Monday, July 18, 2005

Resurrecting 1950's Naivete

National Public Radio has recently resurrected the 1950's Edward R. Murrow radio program “This I Believe.”

The particular program I heard featured Elizabeth Deutsch, who as a 16-year-old had been on the show 50 years ago. Before turning to her "mature" take on life, NPR played her original spot. It crackled with the the naive optimism and stilted righteousness that ruled the airwaves before the traumas and the 1960's and the self-indulgence of the Baby Boomers dragged the culture deeper into materialism. It even sounded like it was in black and white.
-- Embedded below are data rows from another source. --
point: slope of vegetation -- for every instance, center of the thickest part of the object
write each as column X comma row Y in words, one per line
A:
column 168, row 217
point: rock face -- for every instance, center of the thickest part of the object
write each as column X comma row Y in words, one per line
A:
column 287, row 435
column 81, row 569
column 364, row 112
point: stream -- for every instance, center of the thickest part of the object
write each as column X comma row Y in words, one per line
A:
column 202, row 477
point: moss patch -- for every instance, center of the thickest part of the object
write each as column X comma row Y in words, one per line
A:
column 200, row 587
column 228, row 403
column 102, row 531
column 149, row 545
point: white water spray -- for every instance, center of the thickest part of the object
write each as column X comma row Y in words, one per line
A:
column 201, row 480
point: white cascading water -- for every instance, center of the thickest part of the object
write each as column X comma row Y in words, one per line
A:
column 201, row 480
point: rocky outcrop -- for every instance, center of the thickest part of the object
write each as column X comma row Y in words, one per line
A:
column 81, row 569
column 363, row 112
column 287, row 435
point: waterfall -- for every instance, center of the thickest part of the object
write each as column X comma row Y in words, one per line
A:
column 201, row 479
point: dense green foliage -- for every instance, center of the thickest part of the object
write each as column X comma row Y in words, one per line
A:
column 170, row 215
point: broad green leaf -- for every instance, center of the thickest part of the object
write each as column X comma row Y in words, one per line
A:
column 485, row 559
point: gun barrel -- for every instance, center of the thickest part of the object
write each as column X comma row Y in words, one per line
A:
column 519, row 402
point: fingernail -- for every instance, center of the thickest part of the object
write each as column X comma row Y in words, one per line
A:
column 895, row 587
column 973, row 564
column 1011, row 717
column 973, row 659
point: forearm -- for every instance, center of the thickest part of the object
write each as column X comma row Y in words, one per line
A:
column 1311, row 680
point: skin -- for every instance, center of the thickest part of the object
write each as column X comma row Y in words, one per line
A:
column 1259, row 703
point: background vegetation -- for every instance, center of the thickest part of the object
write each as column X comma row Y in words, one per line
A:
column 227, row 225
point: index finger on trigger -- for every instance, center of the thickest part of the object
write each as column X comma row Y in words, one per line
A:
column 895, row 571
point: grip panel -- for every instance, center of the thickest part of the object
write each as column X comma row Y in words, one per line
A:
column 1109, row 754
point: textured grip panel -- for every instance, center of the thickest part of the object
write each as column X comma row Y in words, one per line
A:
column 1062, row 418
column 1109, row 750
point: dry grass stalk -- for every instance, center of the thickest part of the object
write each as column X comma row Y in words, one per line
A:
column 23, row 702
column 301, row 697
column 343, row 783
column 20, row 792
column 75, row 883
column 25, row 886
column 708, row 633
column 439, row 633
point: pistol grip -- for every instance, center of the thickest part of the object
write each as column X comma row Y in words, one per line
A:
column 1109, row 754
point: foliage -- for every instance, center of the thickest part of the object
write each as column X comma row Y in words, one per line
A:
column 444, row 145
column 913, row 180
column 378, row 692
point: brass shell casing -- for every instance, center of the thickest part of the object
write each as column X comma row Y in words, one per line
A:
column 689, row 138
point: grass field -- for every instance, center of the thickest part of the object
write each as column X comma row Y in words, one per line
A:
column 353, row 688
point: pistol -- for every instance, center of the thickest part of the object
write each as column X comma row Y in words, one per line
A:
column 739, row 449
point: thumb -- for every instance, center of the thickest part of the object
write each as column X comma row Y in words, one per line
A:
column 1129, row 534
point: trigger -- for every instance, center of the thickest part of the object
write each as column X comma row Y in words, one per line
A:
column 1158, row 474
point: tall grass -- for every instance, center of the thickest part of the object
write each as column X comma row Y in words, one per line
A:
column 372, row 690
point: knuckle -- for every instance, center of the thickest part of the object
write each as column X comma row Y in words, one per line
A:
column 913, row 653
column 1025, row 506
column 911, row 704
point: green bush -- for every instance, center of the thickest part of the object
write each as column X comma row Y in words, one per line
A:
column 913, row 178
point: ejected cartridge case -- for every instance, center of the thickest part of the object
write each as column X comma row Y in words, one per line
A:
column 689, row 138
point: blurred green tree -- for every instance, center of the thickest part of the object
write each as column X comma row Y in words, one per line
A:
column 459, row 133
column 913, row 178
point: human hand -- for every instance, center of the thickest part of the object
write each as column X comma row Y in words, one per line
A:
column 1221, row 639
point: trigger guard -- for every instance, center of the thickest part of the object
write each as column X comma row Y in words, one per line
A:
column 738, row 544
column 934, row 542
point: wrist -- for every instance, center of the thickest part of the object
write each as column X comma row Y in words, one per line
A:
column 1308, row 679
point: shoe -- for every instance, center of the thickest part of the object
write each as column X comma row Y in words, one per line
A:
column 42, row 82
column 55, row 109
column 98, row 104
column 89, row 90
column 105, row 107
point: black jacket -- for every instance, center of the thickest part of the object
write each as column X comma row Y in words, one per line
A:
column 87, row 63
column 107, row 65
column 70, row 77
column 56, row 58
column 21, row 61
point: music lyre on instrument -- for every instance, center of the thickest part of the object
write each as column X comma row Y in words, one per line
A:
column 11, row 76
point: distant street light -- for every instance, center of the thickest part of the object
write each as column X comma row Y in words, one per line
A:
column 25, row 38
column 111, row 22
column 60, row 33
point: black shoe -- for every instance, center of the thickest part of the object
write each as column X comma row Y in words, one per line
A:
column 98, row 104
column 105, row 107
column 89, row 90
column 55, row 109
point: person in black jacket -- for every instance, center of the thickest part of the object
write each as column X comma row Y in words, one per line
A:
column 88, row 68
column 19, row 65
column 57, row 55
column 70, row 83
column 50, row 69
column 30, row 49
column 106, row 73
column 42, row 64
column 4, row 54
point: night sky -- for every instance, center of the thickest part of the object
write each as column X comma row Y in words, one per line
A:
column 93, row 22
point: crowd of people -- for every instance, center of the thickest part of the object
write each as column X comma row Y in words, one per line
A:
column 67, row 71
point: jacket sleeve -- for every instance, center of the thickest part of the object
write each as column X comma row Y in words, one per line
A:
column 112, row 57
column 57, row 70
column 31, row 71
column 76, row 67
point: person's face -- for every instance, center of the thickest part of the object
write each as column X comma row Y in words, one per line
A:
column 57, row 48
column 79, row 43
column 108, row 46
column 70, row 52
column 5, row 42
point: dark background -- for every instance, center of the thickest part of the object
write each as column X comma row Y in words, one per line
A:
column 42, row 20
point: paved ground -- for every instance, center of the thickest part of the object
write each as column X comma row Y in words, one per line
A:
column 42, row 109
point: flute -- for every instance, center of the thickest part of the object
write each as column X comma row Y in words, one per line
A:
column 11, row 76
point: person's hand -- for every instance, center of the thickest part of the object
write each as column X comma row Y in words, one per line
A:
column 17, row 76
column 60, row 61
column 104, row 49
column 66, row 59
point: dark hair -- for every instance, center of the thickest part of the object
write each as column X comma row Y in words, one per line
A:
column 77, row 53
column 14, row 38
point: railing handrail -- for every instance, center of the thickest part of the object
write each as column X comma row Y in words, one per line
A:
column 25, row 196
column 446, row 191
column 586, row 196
Ms. Deutsch's 2005 views were just what you'd expect to hear on NPR:

Many of my early traits remain, including skepticism about religious authority, curiosity about the world and the lofty desire to live a righteous life. The world I see now worries me at least as much as it did in the 1950s.


Being a kind person and striving for social justice remain high priorities for me, but not for religious reasons. The "simple faith in the Deity" expressed in my teenage essay has faded over the years. Still, after the events of 9/11, I returned to the Unitarian Church, the same denomination in which I was active when I was 16. I've come to appreciate once again that communal reflection about life's deeper matters is sustaining and uplifting and provides a consistent nudge in worthy directions.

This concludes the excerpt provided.